Meditación para el domingo I de Adviento
Dios vendrá a nosotros, como lo anuncia con fuerza el mismo Jesús, quien declara bajo imágenes contundentes que volverá en gloria para juzgar a la humanidad: «Habrá signos en el sol y la luna y las estrellas, y en la tierra angustia de las gentes, perplejas por el estruendo del mar y el oleaje, desfalleciendo los hombres por el miedo y la ansiedad ante lo que se le viene encima al mundo, pues las potencias del cielo serán sacudidas».
Al igual que los primeros cristianos, que recordaban este anuncio con expectación gozosa, también hoy nosotros nos dejamos interpelar por él. Así iniciamos el Adviento como el tiempo de la espera del Señor, más allá de toda adversidad y preocupación secundaria. Porque la presencia de Dios entre nosotros no ha quedado en historia pasada, sino que nos invita a actualizar su espera con la mirada puesta en un futuro siempre mayor: «Entonces verán al Hijo del hombre venir en una nube, con gran poder y gloria».
En el Adviento renovamos la expectación gozosa ante la venida de Dios, que se acerca para sacarnos de una existencia sin sentido y darnos vida en abundancia. Así nos preparamos para conmemorar su venida en la carne hace dos mil años, a la vez que nos disponemos a recibirle cuando vuelva en gloria al final de los tiempos.

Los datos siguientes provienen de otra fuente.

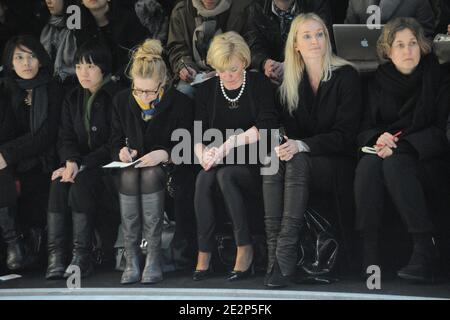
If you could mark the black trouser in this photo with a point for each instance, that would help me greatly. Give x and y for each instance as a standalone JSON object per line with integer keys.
{"x": 236, "y": 183}
{"x": 399, "y": 177}
{"x": 82, "y": 196}
{"x": 286, "y": 195}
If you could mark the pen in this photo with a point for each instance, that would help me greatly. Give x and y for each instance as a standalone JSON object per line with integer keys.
{"x": 186, "y": 67}
{"x": 396, "y": 135}
{"x": 128, "y": 148}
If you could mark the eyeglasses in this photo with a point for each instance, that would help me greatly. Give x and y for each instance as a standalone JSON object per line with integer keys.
{"x": 402, "y": 45}
{"x": 139, "y": 92}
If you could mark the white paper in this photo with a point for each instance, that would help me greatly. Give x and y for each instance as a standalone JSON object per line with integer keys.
{"x": 121, "y": 165}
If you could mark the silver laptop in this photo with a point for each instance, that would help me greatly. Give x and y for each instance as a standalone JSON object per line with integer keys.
{"x": 358, "y": 44}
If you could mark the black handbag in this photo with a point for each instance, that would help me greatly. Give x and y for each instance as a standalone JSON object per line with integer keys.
{"x": 318, "y": 250}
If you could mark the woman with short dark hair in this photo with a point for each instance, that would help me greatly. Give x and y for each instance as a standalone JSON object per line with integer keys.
{"x": 83, "y": 148}
{"x": 29, "y": 113}
{"x": 405, "y": 123}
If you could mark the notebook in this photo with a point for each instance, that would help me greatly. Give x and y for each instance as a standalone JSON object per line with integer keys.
{"x": 357, "y": 43}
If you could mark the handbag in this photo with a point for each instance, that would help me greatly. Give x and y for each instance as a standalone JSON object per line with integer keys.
{"x": 318, "y": 250}
{"x": 441, "y": 46}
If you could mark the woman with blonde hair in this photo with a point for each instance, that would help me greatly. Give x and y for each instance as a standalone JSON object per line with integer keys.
{"x": 320, "y": 106}
{"x": 233, "y": 100}
{"x": 143, "y": 120}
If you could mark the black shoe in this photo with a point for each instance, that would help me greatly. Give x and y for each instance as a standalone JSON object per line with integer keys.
{"x": 56, "y": 267}
{"x": 200, "y": 275}
{"x": 240, "y": 275}
{"x": 15, "y": 255}
{"x": 422, "y": 265}
{"x": 83, "y": 262}
{"x": 276, "y": 279}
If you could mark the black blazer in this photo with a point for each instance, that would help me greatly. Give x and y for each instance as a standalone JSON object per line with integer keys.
{"x": 174, "y": 111}
{"x": 73, "y": 137}
{"x": 427, "y": 141}
{"x": 23, "y": 148}
{"x": 328, "y": 122}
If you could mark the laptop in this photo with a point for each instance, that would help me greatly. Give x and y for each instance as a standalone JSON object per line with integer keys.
{"x": 358, "y": 44}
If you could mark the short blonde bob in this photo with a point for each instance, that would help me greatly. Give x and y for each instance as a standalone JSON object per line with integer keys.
{"x": 226, "y": 46}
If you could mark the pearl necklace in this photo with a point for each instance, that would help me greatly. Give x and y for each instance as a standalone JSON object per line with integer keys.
{"x": 234, "y": 102}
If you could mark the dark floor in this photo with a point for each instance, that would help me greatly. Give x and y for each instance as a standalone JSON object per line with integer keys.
{"x": 108, "y": 278}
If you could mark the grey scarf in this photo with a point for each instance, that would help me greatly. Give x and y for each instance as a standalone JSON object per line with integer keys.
{"x": 206, "y": 29}
{"x": 60, "y": 43}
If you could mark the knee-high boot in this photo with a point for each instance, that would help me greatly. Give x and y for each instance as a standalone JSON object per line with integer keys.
{"x": 15, "y": 251}
{"x": 153, "y": 212}
{"x": 56, "y": 223}
{"x": 132, "y": 233}
{"x": 82, "y": 241}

Entre una y otra venida, reconocemos también la gracia del presente, cuando encontramos al mismo Cristo en sus venidas cotidianas, que son su Palabra, los sacramentos y cada prójimo al que amamos por Dios. Es una expectación hacia el futuro que cuidamos poniendo atención en cómo estamos viviendo el presente, siguiendo la advertencia del mismo que vendrá: «Tened cuidado de vosotros, no sea que se emboten vuestros corazones con juergas, borracheras y las inquietudes de la vida, y se os eche encima de repente aquel día; porque caerá como un lazo sobre todos los habitantes de la tierra» (Lucas 21, 25-28. 34-36).

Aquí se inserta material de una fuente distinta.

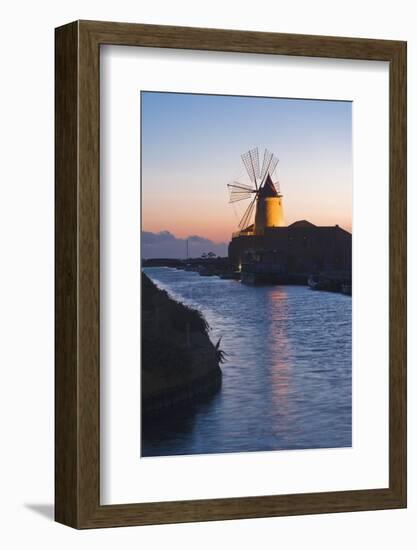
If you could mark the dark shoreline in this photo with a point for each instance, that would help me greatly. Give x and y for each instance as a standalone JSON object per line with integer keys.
{"x": 180, "y": 364}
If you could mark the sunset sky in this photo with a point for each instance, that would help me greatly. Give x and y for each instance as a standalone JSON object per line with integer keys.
{"x": 191, "y": 147}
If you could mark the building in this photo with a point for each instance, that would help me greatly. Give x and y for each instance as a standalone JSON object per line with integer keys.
{"x": 269, "y": 251}
{"x": 300, "y": 249}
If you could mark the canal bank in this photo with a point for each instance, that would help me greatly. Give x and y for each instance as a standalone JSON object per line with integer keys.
{"x": 180, "y": 364}
{"x": 287, "y": 380}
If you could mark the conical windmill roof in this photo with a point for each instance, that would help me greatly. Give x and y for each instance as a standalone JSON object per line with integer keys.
{"x": 268, "y": 188}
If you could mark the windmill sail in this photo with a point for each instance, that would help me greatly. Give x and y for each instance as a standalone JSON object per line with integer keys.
{"x": 269, "y": 164}
{"x": 239, "y": 191}
{"x": 251, "y": 161}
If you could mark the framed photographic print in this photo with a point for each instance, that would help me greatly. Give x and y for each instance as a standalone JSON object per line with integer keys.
{"x": 230, "y": 274}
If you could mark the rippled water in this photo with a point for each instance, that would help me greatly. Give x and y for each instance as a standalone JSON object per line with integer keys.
{"x": 287, "y": 380}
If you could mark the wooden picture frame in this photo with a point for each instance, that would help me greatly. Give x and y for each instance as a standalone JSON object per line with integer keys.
{"x": 77, "y": 364}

Así nos queda claro que mientras esperamos el retorno de Cristo debemos estar atentos, ser vigilantes. Pero él no nos dice que tengamos miedo de lo que vendrá, ni que nos cuidemos de los estremecimientos externos. Nos indica que cuidemos cómo vivimos desde dentro de nosotros mismos, de qué cosas elegimos en libertad, sin evadirnos ante lo que Dios dispone para nosotros. Para esto hace falta salir de la opacidad de una vida que se deja llevar sin más por los acontecimientos. Necesitamos adelantarnos con una caridad inteligente y efectiva a lo que ha de venir. ¡Qué bueno es comprobar que el Evangelio no nos deja en la inactividad! Si bien ha sido Cristo el que lo ha hecho todo por nosotros al dar su vida para salvarnos, él espera nuestra respuesta en consecuencia, es decir, que vivamos la esperanza.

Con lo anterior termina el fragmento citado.